Non-Directional Beacon (NDB) approaches represent one of the oldest categories of instrument approach procedures still nominally present in the National Airspace System, yet a growing number of pilots — including those with thousands of instrument hours — have never executed one in actual conditions. The question of who still flies NDB approaches, and where, reflects a generational and technological inflection point in instrument navigation. Once the backbone of IFR terminal procedures at smaller airports across North America and internationally, NDB approaches are now a rarity in daily line operations, having been systematically displaced by GPS/RNAV overlays, VOR approaches, and the continued expansion of WAAS-based LPV and LNAV/VNAV procedures.

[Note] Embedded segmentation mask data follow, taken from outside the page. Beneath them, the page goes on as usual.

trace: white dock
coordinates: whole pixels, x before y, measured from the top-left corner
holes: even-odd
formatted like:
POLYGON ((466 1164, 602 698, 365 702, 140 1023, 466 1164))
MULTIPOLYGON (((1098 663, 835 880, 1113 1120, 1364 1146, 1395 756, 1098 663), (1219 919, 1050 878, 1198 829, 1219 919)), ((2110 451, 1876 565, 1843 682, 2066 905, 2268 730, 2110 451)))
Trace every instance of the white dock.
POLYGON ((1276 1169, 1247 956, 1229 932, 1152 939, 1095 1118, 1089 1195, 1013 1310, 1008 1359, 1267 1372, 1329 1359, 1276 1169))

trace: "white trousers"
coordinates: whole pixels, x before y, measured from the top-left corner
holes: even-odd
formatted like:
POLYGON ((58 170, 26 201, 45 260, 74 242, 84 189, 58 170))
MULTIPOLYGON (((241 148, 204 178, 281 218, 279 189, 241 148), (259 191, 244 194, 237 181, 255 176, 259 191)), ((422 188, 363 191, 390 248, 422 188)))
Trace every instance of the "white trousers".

The FAA has been decommissioning NDB ground stations at an accelerating pace for over two decades, driven by high maintenance costs, spectrum management priorities, and the operational superiority of satellite-based navigation. Many airports that previously had standalone NDB approaches now have only GPS equivalents charted, or the procedures have been cancelled entirely. For Part 91 and Part 135 operators flying domestically, an NDB approach in the United States is increasingly a theoretical exercise confined to written tests and checkrides rather than a routine instrument in the toolkit. AIM guidance and instrument rating practical test standards still require applicants to demonstrate understanding of ADF/NDB navigation, but the infrastructure to practice it meaningfully has become sparse.
Internationally, the picture differs considerably. Portions of Canada, Central America, South America, Africa, and parts of Asia and the Pacific still maintain active NDB stations and valid published approach procedures. Corporate and charter pilots flying trans-oceanic or international routes — particularly into remote or lower-infrastructure airports — may still encounter NDB approaches as a legitimate operational requirement rather than an academic one. Operators filing international trips under ICAO flight plan standards should confirm avionics currency and pilot familiarity with ADF equipment before assuming NDB approaches are irrelevant to their fleet.
For airline and large-cabin business jet operations, practical NDB proficiency has effectively disappeared from recurrent training syllabi at most operators, replaced entirely by RNP, ILS, and RNAV-based procedures. The aircraft themselves often reflect this shift — many modern business jets no longer carry ADF receivers as standard equipment, or carry them as optional avionics that operators choose to omit. This creates a subtle but real gap: pilots who hold ATP certificates and fly sophisticated glass-cockpit aircraft may be technically current under 14 CFR Part 61 without ever having flown an NDB approach to actual minimums, a situation that would have been unthinkable in the 1980s or early 1990s.
The broader trend points toward a continued and likely accelerating sunset of NDB infrastructure globally, with ICAO member states progressively adopting PBN (Performance-Based Navigation) frameworks that deprioritize legacy ground-based navaids. The International Civil Aviation Organization's PBN Global Roadmap has long targeted NDB as a candidate for phase-out in favor of GNSS-based approaches, and several countries have already completed or announced formal NDB decommissioning programs. For pilots and operators, the practical takeaway is straightforward: NDB approaches remain a valid certification topic and an occasional real-world requirement for specific international operations, but the window for meaningful hands-on experience with the procedure type is closing rapidly, making simulator-based proficiency maintenance the only reliable option for most professional crews.